The Brisbane, Australia plant has been operational since June this year, but DSM Pharmaceutical Products officially opened its plant today to coincide with the AusBiotech show.
The 70,000 sq ft plant was conceived in a joint venture with the Australian Government in 2010, in order to fill a cGMP gap in a growing local biotech sector and, according to Marc Goemans, VP Global Marketing & Sales at DSM Biologics, this is still the only plant offering this.
He told Biopharma-Reporter.com: “There are small CROs providing clinical material on a non-GMP basis, but we’re the only cGMP contract manufacturing facility in Australia.”
He continued, adding this was a “huge deal” for both DSM and the Australian biopharma industry. Before this plant, the only option was for biotech firms to contract their manufacturing needs overseas in Europe and the US.
When dealing with a biologics contract manufacturer, Goemans said there is a large amount of interaction and an eight or nine hour time difference is a big hindrance. A CMOs “proximity is a huge driver for biomanufacturing,” more so than the cost of transporting biologics, for example.
Located within the Queensland Translational Research Institute (TRI) - designed to be a one-stop shop for discovery, production and clinical testing of biologics - the plant was built with capital from the Australian Government and the technical expertise of DSM.

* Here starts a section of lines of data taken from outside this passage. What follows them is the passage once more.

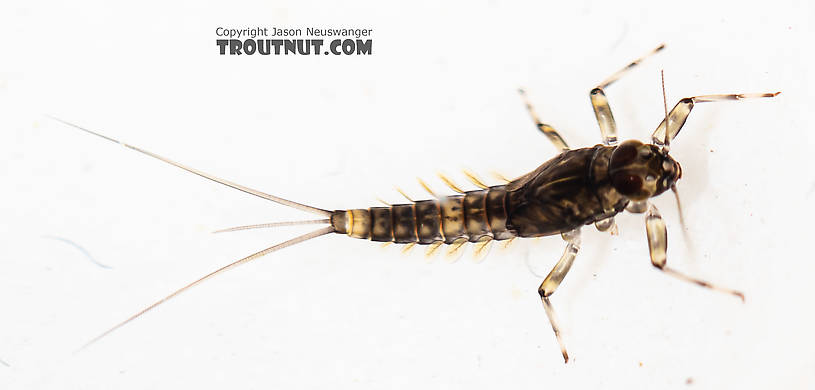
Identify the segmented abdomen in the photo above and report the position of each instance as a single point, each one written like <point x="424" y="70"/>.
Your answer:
<point x="471" y="216"/>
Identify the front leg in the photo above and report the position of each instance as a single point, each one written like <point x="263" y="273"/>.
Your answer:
<point x="679" y="114"/>
<point x="658" y="247"/>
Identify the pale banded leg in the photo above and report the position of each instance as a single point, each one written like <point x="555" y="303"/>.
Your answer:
<point x="608" y="127"/>
<point x="547" y="130"/>
<point x="658" y="246"/>
<point x="552" y="281"/>
<point x="679" y="114"/>
<point x="607" y="225"/>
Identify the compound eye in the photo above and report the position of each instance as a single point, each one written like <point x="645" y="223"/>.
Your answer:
<point x="624" y="154"/>
<point x="626" y="184"/>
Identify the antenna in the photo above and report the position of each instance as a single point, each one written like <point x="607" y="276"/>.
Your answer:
<point x="666" y="143"/>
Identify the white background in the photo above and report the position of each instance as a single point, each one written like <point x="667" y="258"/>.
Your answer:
<point x="438" y="94"/>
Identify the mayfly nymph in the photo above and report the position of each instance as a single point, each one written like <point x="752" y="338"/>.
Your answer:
<point x="575" y="188"/>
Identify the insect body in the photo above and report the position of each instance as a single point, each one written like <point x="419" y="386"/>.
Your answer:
<point x="576" y="188"/>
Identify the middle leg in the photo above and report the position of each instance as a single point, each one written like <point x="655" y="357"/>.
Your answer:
<point x="552" y="281"/>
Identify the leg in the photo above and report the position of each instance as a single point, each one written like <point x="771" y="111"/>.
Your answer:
<point x="608" y="127"/>
<point x="607" y="225"/>
<point x="547" y="130"/>
<point x="658" y="246"/>
<point x="553" y="280"/>
<point x="679" y="114"/>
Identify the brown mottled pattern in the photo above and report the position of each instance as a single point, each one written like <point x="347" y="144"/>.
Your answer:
<point x="475" y="215"/>
<point x="428" y="223"/>
<point x="381" y="228"/>
<point x="568" y="191"/>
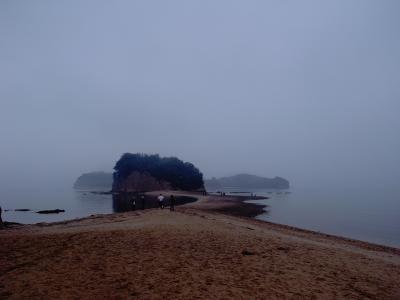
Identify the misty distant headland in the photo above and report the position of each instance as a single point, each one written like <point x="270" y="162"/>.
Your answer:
<point x="143" y="172"/>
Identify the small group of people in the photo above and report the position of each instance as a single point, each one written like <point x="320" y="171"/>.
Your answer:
<point x="171" y="202"/>
<point x="133" y="202"/>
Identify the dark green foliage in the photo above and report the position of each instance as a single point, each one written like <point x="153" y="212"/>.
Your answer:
<point x="181" y="175"/>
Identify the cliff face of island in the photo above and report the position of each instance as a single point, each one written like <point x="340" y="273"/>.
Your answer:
<point x="141" y="172"/>
<point x="247" y="181"/>
<point x="94" y="180"/>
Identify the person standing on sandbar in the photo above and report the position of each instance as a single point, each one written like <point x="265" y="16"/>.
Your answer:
<point x="172" y="202"/>
<point x="161" y="201"/>
<point x="1" y="220"/>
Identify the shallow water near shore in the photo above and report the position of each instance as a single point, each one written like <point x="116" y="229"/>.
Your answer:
<point x="371" y="215"/>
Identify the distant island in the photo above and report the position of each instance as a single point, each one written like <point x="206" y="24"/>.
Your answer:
<point x="142" y="172"/>
<point x="247" y="181"/>
<point x="94" y="180"/>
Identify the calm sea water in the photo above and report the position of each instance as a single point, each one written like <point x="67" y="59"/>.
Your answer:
<point x="76" y="204"/>
<point x="365" y="214"/>
<point x="370" y="214"/>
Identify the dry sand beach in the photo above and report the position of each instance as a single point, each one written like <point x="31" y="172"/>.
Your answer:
<point x="196" y="252"/>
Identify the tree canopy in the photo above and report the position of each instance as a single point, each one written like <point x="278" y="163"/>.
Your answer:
<point x="181" y="175"/>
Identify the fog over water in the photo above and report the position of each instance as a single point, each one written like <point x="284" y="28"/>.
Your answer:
<point x="306" y="90"/>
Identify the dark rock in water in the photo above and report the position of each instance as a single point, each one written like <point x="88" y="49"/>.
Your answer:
<point x="50" y="211"/>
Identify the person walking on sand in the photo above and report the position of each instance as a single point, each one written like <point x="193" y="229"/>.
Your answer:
<point x="1" y="220"/>
<point x="142" y="198"/>
<point x="133" y="202"/>
<point x="171" y="203"/>
<point x="161" y="201"/>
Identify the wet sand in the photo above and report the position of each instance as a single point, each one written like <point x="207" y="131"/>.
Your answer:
<point x="198" y="251"/>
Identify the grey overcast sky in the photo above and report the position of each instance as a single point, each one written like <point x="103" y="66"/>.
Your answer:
<point x="306" y="90"/>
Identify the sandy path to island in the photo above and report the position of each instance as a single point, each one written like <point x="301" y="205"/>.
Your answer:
<point x="192" y="253"/>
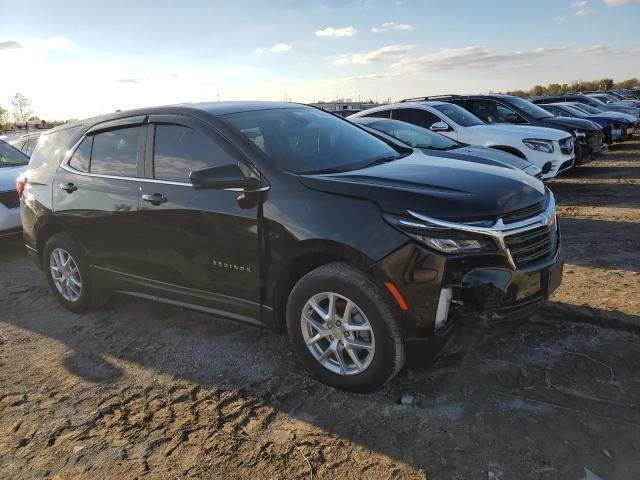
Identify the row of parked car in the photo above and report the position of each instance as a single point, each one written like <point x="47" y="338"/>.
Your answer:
<point x="548" y="134"/>
<point x="362" y="238"/>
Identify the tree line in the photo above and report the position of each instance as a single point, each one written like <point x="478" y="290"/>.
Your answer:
<point x="581" y="86"/>
<point x="21" y="113"/>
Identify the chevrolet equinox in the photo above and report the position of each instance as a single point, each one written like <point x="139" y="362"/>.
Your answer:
<point x="291" y="218"/>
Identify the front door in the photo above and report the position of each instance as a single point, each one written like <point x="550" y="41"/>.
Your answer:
<point x="202" y="246"/>
<point x="95" y="193"/>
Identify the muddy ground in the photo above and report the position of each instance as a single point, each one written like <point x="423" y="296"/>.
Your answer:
<point x="139" y="390"/>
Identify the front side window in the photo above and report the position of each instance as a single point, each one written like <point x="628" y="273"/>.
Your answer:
<point x="414" y="136"/>
<point x="415" y="116"/>
<point x="309" y="141"/>
<point x="116" y="152"/>
<point x="179" y="150"/>
<point x="11" y="157"/>
<point x="459" y="115"/>
<point x="80" y="158"/>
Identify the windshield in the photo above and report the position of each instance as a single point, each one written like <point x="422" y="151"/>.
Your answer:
<point x="459" y="115"/>
<point x="308" y="141"/>
<point x="529" y="108"/>
<point x="10" y="157"/>
<point x="415" y="136"/>
<point x="586" y="108"/>
<point x="576" y="111"/>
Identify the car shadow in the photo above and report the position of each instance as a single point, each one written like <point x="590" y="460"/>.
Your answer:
<point x="599" y="243"/>
<point x="495" y="378"/>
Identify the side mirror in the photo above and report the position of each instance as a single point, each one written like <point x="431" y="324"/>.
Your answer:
<point x="440" y="127"/>
<point x="225" y="177"/>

Described by the firm as the blueprint for its 'biologics plant of the future,' the facility’s flexible design and single-use technology offers mammalian cell-based manufacturing of biopharmaceuticals using DSM’s proprietary XD cell culture technology and its Rhobust direct capture downstream technology.
The site has an output capability of 500kg with expansion space available. It was inspected by the Australia’s regulators the TGA (who have an agreement with the US Food and Drug Administration) earlier this year and Goemans expected it to pass with operations commencing in January 2014.
Contracts
So far, three deals have been announced at the new facility though Goemans said DSM has other contracts which are yet to be divulged from both local and international firms, looking to take advantage of the facility and Australian tax incentives.

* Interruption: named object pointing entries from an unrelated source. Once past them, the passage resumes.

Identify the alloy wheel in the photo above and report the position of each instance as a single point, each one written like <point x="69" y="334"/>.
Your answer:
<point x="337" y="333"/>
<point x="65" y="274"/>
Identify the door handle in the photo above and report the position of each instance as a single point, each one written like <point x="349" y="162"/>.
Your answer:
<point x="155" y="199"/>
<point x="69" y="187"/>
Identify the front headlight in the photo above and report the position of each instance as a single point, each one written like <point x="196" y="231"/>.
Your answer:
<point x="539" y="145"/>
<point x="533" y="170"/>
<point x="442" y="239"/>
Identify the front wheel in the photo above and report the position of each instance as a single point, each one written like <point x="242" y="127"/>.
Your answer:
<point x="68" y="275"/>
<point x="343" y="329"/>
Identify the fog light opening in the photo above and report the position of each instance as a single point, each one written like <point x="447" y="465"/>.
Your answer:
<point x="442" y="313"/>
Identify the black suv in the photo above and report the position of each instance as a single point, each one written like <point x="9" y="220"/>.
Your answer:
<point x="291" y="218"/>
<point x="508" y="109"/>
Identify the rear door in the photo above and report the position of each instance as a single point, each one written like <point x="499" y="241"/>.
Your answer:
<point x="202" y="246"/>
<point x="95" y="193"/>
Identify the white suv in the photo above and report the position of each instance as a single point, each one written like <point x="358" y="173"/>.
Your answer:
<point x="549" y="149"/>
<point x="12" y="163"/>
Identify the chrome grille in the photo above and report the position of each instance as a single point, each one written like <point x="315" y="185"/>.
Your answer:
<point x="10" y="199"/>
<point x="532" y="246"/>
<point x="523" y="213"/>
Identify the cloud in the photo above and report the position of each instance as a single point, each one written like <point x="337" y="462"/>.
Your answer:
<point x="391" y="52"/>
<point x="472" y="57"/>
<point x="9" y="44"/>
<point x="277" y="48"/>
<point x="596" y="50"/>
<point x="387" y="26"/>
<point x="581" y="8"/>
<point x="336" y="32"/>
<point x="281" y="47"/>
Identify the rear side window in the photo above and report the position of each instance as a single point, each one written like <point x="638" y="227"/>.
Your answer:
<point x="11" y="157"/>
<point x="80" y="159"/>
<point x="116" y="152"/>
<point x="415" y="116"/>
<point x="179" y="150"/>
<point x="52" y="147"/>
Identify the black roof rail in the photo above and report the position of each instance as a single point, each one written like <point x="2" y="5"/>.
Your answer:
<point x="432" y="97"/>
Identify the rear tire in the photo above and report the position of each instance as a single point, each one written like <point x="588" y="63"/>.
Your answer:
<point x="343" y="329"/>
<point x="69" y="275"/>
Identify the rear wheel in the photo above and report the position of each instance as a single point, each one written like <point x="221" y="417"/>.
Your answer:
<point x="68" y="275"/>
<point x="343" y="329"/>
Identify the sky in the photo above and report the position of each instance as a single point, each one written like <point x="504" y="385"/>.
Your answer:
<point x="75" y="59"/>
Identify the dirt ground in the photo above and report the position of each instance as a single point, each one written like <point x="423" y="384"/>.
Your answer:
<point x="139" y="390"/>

A fourth contract was announced today with Australian firm Opthea and DSM is set to develop and manufacture the firm’s lead molecule, a soluble form of human VEGFR-3 that blocks the activity of both VEGF-C and VEGF-D, from the Brisbane site.
Furthermorem Goemans added, some of DSM’s projects currently undertaken at its Dutch facility will be transferred to the new site in order to benefit from larger capacity and larger scale manufacturing.